Demande d’une table ronde

« Elles gagneront 750 euros par mois et auraient droit au RSA ! On fabrique des travailleurs pauvres et la seule chose qu’on nous répond c’est que nous devrions être contents des embauches », ajoute Nathalie Barthe, de FO. Un symbole qui passe mal aussi pour Hervé Kerhuel, élu au CE et membre de la CGT : « Nous fêtons cette année les soixante-dix ans de la création de l’Assurance maladie qui devait permettre aux plus démunis de sortir de la misère et là, dans notre institution, nous créons des travailleurs pauvres… »
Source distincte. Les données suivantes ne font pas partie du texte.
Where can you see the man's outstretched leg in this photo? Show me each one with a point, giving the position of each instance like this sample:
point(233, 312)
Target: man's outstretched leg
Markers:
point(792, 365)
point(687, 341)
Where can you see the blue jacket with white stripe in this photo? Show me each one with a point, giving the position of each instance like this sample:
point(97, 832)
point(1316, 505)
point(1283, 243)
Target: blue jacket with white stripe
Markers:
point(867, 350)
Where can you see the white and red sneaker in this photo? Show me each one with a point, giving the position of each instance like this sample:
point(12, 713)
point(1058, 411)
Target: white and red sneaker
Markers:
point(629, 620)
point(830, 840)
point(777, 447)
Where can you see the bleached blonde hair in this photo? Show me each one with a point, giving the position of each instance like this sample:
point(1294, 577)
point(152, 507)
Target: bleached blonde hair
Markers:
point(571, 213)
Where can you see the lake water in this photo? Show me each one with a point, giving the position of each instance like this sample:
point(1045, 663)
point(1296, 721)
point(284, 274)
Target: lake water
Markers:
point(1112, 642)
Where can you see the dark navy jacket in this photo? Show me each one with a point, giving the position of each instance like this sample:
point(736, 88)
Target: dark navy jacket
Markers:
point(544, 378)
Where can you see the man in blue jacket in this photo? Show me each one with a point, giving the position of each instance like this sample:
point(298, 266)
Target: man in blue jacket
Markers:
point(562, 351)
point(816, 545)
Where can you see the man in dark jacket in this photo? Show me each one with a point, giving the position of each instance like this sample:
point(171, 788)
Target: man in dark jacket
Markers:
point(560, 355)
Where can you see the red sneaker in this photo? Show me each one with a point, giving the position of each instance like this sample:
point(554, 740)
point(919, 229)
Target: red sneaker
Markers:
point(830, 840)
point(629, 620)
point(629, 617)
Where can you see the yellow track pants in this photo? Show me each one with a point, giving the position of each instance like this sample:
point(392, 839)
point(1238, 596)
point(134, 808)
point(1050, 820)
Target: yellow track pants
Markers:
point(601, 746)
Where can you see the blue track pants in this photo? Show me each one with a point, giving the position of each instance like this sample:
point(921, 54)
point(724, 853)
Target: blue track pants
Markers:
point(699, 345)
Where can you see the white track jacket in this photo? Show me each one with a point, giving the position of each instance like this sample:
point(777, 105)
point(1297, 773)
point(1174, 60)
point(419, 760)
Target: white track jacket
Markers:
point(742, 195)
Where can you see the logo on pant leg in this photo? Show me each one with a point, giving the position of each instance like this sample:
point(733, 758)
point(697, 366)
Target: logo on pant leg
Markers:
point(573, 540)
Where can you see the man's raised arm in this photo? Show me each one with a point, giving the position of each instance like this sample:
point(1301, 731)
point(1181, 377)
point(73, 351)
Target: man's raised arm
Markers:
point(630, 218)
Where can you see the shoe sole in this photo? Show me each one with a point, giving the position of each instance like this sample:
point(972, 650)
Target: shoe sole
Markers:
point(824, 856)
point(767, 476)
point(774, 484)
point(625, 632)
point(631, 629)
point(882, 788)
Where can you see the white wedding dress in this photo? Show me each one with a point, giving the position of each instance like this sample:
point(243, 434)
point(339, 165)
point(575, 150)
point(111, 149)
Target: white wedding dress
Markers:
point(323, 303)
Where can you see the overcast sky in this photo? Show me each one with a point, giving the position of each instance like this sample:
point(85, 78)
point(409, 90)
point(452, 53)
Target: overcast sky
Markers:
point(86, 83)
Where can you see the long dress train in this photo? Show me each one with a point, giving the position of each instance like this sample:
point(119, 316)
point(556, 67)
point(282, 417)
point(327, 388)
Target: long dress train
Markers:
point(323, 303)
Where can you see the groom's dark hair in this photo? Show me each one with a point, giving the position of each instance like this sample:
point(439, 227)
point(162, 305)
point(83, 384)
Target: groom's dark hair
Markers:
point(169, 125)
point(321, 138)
Les quatre délégués syndicaux espèrent maintenant pouvoir organiser une table ronde avec la direction afin d’évoquer dans le détail ce point d’achoppement. L’occasion de remettre à plat également une gronde sociale de plus grande ampleur qui couve depuis les premiers soubresauts de novembre 2013. « Les conditions de travail se dégradent partout au sein de la CPAM, nous attendons toujours les mesures de la direction », conclut la déléguée FO.